Will you still go back to being a tenant until you retire from your present work?

What if there is an alternative that you can resort to in this case? Are you willing to give it a try or you will just turn your back on this opportunity of owning a new home without the need of paying the full value immediately?

Yes, there is still a way! And it is through securing a home mortgage loan.

Home mortgage loans are popular financing schemes in purchasing a new home. Arranging mortgage loans are seen as the standard method of buying residential properties without the need of paying the full value immediately. Under typical home mortgage loans conditions, your mortgage lender will pay the owner or developer of the home of your choice, and you will make monthly repayments of the amount your lender spent on purchasing the home from the owner or developer. The term of the mortgage loan is dependent on what you will agree with the lender.

The interest rates applicable on a home mortgage loan may vary according to the loan term and the principal amount. There are two types of interest rates applied on home mortgage loans. These are the following:

1) Fixed rate mortgage (FRM) as the name suggests, the interest rate is fixed, hence the monthly repayment for the term of the home mortgage loan. In the United States, the home mortgage loan term where the FRM is applicable is typically for 10, 15, 20, or 30 years. The only increase that you can expect in your monthly repayments is the result of increase on property taxes and insurance rates. But the interest rate and the basic monthly repayment amounts will be consistent throughout the term of the home mortgage loan.

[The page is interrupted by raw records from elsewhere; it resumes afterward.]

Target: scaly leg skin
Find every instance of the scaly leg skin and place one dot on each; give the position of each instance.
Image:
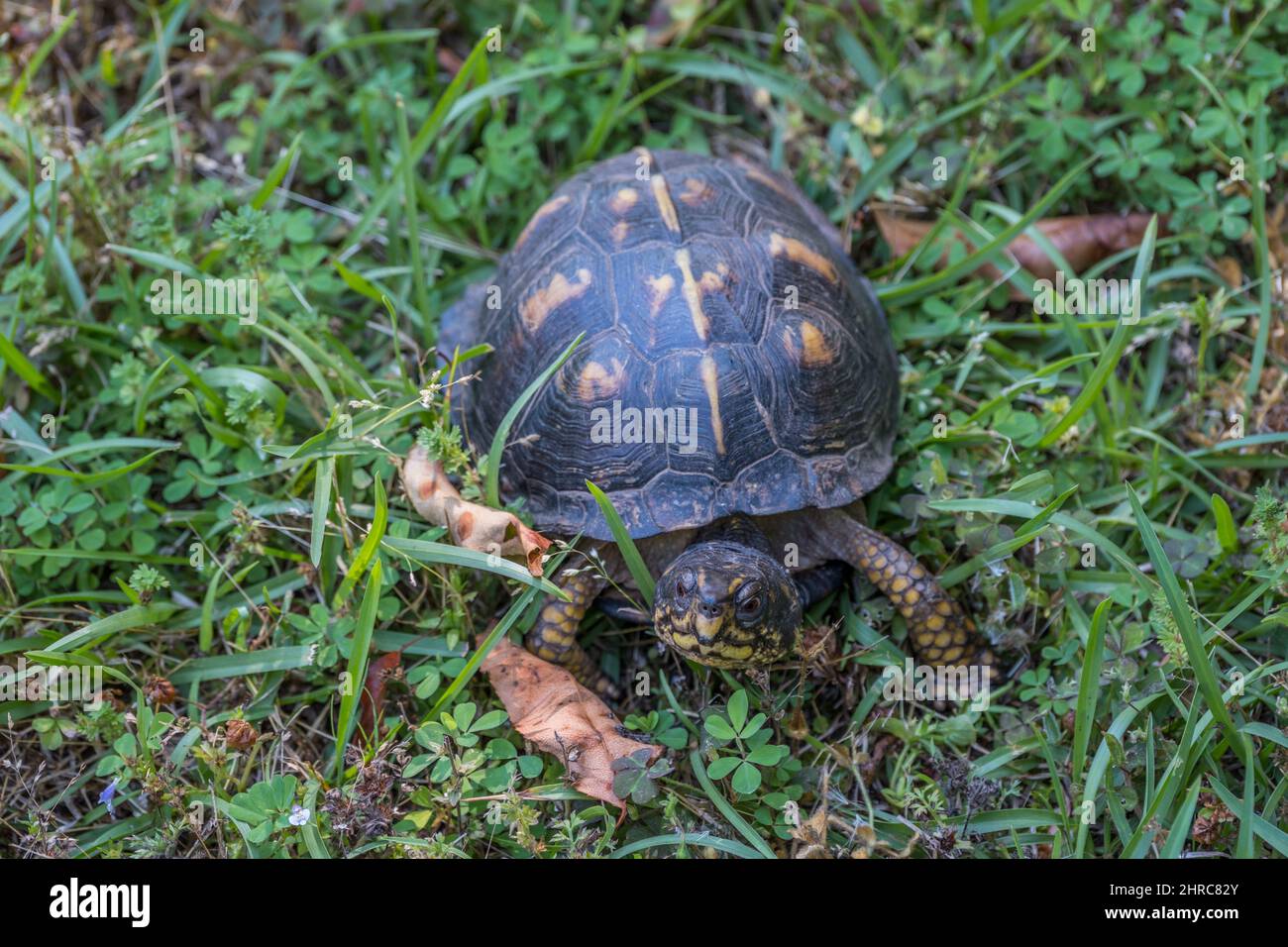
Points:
(554, 635)
(938, 628)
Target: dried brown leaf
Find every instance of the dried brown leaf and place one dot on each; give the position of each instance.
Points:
(1081, 240)
(563, 718)
(472, 526)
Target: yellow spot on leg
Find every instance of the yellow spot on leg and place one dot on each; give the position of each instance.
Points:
(711, 381)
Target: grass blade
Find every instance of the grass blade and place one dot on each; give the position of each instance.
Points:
(625, 544)
(493, 457)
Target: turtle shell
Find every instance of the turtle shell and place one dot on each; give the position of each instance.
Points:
(733, 361)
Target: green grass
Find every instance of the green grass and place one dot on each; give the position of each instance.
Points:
(215, 504)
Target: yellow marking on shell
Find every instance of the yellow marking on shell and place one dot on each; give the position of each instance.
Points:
(542, 213)
(623, 200)
(790, 343)
(535, 309)
(815, 350)
(662, 195)
(799, 253)
(711, 381)
(692, 294)
(711, 282)
(696, 192)
(658, 289)
(599, 381)
(765, 178)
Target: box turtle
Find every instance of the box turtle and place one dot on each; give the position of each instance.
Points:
(734, 390)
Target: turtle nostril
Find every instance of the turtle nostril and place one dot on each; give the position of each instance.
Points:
(708, 609)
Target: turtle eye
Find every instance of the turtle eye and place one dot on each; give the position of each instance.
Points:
(750, 602)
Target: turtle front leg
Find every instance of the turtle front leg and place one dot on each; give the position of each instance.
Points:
(554, 635)
(938, 628)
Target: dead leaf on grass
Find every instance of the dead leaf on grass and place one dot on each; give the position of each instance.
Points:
(1081, 240)
(472, 526)
(563, 718)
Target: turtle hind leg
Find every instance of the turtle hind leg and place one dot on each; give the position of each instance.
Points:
(939, 630)
(554, 635)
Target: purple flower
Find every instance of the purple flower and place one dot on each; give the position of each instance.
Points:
(107, 796)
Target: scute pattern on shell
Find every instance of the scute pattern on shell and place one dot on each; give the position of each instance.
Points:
(682, 283)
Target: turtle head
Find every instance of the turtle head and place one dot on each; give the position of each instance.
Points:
(728, 604)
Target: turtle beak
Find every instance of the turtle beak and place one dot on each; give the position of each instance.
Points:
(706, 628)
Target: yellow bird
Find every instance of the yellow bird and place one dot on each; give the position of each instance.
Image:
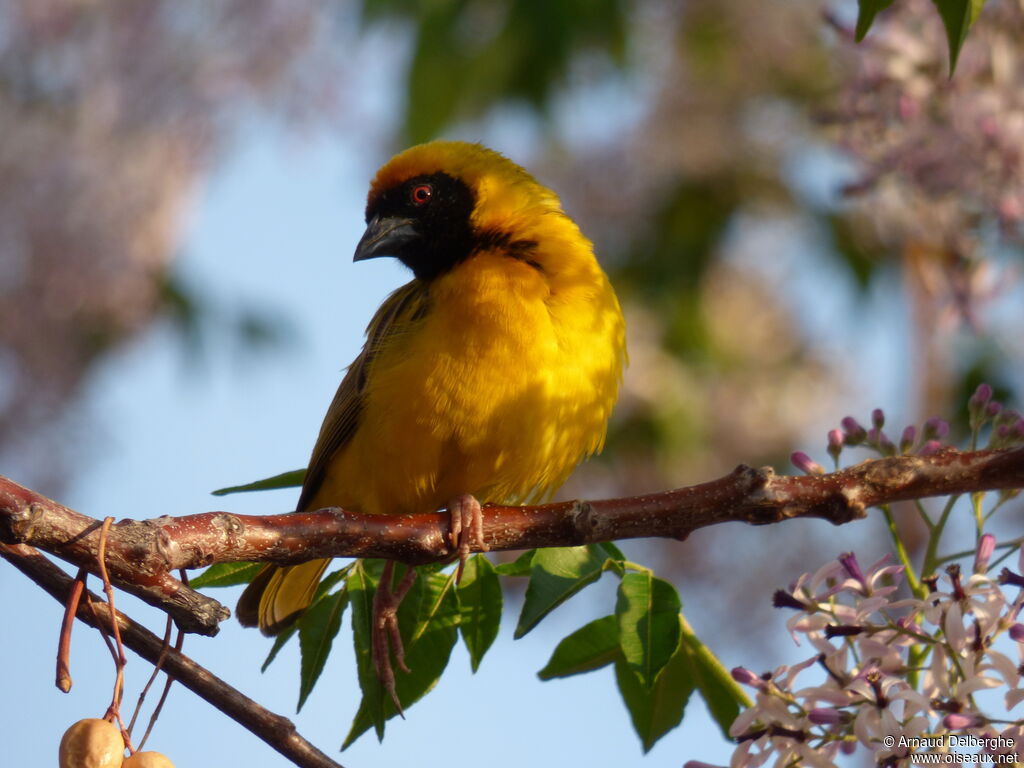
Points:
(488, 376)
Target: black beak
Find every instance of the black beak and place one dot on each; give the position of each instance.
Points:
(385, 237)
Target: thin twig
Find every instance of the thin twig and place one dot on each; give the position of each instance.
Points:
(153, 677)
(64, 643)
(119, 659)
(275, 730)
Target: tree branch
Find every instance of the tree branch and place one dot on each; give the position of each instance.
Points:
(141, 555)
(275, 730)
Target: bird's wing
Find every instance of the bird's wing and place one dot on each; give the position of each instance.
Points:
(399, 310)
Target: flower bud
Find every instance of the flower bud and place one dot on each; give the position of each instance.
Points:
(835, 443)
(908, 438)
(956, 721)
(878, 418)
(747, 677)
(824, 716)
(855, 433)
(936, 428)
(986, 546)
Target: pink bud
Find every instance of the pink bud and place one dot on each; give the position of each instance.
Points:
(747, 677)
(824, 716)
(956, 721)
(986, 546)
(907, 440)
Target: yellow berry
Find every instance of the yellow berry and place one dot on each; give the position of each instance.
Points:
(92, 743)
(147, 760)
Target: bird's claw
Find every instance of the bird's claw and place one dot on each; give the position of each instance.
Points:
(385, 637)
(466, 529)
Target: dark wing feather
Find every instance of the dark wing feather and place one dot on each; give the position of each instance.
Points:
(401, 308)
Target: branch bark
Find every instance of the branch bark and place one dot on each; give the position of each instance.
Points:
(275, 730)
(143, 554)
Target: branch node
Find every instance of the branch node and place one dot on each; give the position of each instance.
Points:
(583, 518)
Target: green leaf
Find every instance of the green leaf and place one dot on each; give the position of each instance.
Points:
(427, 621)
(226, 574)
(721, 693)
(361, 583)
(284, 480)
(590, 647)
(656, 710)
(865, 15)
(279, 643)
(317, 628)
(520, 566)
(611, 551)
(647, 610)
(326, 584)
(957, 16)
(556, 574)
(479, 607)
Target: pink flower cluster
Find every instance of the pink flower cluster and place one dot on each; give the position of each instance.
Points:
(889, 666)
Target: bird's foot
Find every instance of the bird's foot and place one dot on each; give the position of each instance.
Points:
(466, 528)
(385, 638)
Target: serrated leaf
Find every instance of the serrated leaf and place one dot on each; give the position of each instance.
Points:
(721, 693)
(360, 585)
(647, 610)
(611, 551)
(226, 574)
(279, 643)
(590, 647)
(317, 628)
(657, 710)
(866, 11)
(957, 16)
(284, 480)
(556, 574)
(427, 621)
(479, 607)
(518, 567)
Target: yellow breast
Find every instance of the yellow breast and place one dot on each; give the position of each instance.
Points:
(503, 386)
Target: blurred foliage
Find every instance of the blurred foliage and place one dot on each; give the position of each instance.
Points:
(468, 55)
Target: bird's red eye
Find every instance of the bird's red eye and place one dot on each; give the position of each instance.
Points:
(421, 194)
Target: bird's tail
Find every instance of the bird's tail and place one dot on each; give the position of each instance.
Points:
(279, 594)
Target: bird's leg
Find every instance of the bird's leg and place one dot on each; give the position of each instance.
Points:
(466, 528)
(385, 638)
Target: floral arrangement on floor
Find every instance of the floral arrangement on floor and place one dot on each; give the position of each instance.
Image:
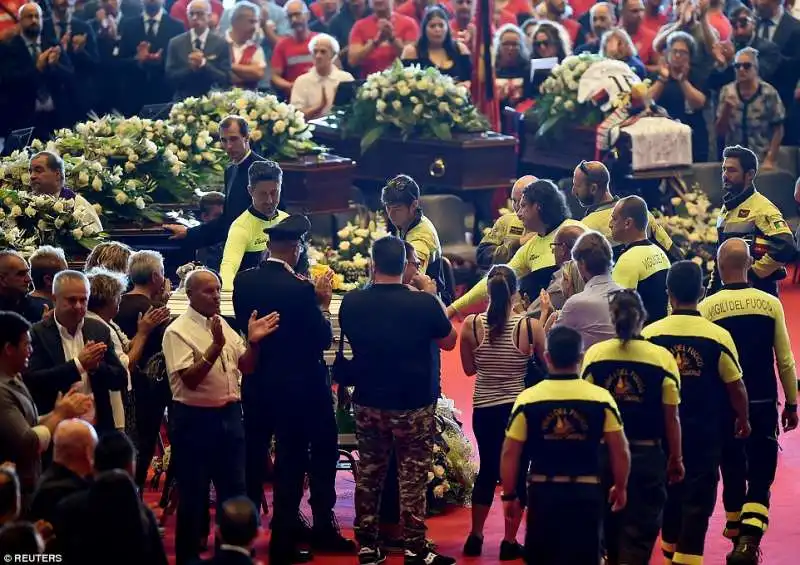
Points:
(692, 226)
(278, 130)
(558, 104)
(30, 220)
(410, 101)
(349, 260)
(453, 472)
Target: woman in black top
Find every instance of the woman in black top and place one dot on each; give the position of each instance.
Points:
(681, 94)
(437, 48)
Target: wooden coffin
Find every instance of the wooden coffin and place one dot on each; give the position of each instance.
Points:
(317, 184)
(469, 162)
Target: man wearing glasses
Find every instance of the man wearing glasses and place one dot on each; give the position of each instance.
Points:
(750, 112)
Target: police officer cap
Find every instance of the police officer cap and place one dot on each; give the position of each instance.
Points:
(292, 228)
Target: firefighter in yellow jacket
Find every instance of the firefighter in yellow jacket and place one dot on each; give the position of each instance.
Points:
(751, 216)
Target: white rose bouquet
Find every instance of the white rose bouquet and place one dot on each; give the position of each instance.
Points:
(411, 101)
(278, 130)
(558, 105)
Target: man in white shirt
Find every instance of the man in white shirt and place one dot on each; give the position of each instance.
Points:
(205, 360)
(314, 91)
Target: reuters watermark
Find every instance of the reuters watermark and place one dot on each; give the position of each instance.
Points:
(32, 558)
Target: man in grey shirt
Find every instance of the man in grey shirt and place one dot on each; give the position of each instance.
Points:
(587, 312)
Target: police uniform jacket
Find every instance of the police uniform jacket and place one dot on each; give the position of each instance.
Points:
(707, 360)
(292, 357)
(562, 420)
(643, 266)
(755, 320)
(752, 217)
(499, 245)
(598, 217)
(641, 376)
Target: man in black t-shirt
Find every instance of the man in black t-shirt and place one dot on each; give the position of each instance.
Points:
(391, 329)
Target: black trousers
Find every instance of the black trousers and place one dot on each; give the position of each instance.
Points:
(564, 524)
(690, 504)
(748, 468)
(489, 425)
(258, 432)
(631, 533)
(209, 447)
(306, 442)
(151, 398)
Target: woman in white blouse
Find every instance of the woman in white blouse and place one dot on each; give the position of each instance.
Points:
(314, 91)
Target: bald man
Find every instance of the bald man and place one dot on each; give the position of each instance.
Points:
(508, 233)
(591, 187)
(198, 60)
(73, 460)
(756, 321)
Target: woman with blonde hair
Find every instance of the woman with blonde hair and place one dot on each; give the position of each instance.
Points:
(617, 44)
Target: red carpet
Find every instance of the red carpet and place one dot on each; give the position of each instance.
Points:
(780, 545)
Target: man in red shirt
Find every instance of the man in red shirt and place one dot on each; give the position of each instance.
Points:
(416, 8)
(377, 40)
(292, 56)
(631, 21)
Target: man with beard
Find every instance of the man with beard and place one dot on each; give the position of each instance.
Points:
(292, 56)
(37, 76)
(591, 187)
(749, 215)
(744, 35)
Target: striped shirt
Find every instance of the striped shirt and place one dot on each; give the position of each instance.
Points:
(500, 365)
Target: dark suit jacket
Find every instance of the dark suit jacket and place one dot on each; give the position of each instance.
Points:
(227, 557)
(56, 484)
(48, 372)
(145, 83)
(215, 73)
(290, 358)
(22, 81)
(237, 200)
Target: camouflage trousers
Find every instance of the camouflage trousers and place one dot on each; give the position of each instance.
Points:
(411, 432)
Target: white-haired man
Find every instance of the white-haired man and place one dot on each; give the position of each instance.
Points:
(69, 349)
(248, 61)
(199, 59)
(314, 91)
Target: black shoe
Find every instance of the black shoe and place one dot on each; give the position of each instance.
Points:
(289, 556)
(473, 546)
(426, 557)
(746, 552)
(510, 551)
(371, 556)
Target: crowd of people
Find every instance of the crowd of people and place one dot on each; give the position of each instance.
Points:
(728, 69)
(605, 372)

2) Adjustable rate mortgage (ARM) the interest period is initially fixed for a certain period of time. After which, it will now be subjected on changes (either adjust up or down) based on various market indexes. In the United States, the most common indices used in determining ARM are the Prime Rate and Treasure Index. Home mortgage loans having this type of interest rate transfers the risk from the mortgage lender to the borrower.

The mortgage lender determines whether an applicant is eligible for the home mortgage loan he selected based on different factors, but the most popular is the applicant’s credit scores. The higher your credit score, the more creditworthy you are to your lender, which could lead to cost-efficient home mortgage loans.

With home mortgage loans, you will be able to realize your ultimate dream of becoming a new homeowner and not just a tenant forever.